Los honorarios de las inmobiliarias no están regulados por ley, por tanto, cada agencia decide cómo y cuánto cobrar por la prestación de sus servicios. No obstante, lo habitual es que sea el vendedor, que es el que en última instancia ha contratado a la agencia, quien asuma el coste de la comisión. No obstante, esto no está escrito en piedra y algunas agencias o en algunas regiones españolas no solo le cobran una comisión al vendedor sino que también le piden un porcentaje al comprador por actuar como intermediario en la operación.
Así, la nueva ley de vivienda que está siendo discutida por Unidas Podemos y el PSOE pretende marcar un precedente legal para que sea el vendedor (o el propietario que alquila) el que asuma por completo el pago de la comisión. Así, lo que en estos momentos suele ser lo común (que la pague el vendedor), pero que no es aplicable por todas las agencias, pasaría a ser lo que está marcado por ley si llegase a prosperar la propuesta de la nueva ley de vivienda, aseguran desde HelpMyCash.com.

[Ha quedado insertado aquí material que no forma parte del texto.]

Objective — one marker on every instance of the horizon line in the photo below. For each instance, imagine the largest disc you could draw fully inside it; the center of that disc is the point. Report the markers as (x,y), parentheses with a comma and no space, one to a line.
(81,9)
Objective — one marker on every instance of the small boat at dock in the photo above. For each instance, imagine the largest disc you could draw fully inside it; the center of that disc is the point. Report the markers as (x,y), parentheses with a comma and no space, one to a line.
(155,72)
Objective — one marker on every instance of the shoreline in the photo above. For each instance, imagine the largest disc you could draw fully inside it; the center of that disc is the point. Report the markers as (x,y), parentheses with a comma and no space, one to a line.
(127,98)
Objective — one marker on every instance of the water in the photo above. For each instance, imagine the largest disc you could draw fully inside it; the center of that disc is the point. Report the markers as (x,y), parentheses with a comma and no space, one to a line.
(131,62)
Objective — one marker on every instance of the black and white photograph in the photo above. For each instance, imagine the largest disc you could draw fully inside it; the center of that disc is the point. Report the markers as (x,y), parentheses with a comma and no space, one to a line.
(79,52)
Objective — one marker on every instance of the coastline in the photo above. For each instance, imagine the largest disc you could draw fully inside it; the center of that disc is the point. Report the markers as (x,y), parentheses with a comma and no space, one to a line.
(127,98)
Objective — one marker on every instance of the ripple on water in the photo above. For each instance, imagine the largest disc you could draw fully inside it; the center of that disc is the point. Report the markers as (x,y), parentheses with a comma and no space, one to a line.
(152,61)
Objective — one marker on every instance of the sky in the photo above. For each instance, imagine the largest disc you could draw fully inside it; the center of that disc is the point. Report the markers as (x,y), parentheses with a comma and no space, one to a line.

¿Y de cuánto suele ser la comisión de la inmobiliaria? Esta oscila entre un 3% y un 7% sobre el precio de la venta de la casa, dependiendo de la ubicación y de la agencia elegida para llevar a cabo el proceso. Al comprador, por su parte, en el caso de que le cobren, le suelen pedir una parte de este porcentaje.
Dejar todo por escrito, la forma de evitar incovenientes
Cuando contratamos a una inmobiliaria para que venda nuestro piso lo habitual es que se firme un contrato de intermediación con la agencia, que popularmente se conoce como hoja de encargo. Es importante que al hacerlo nos aseguremos de que en este documento quedan reflejados, de forma clara, todos los términos acordados con la agencia.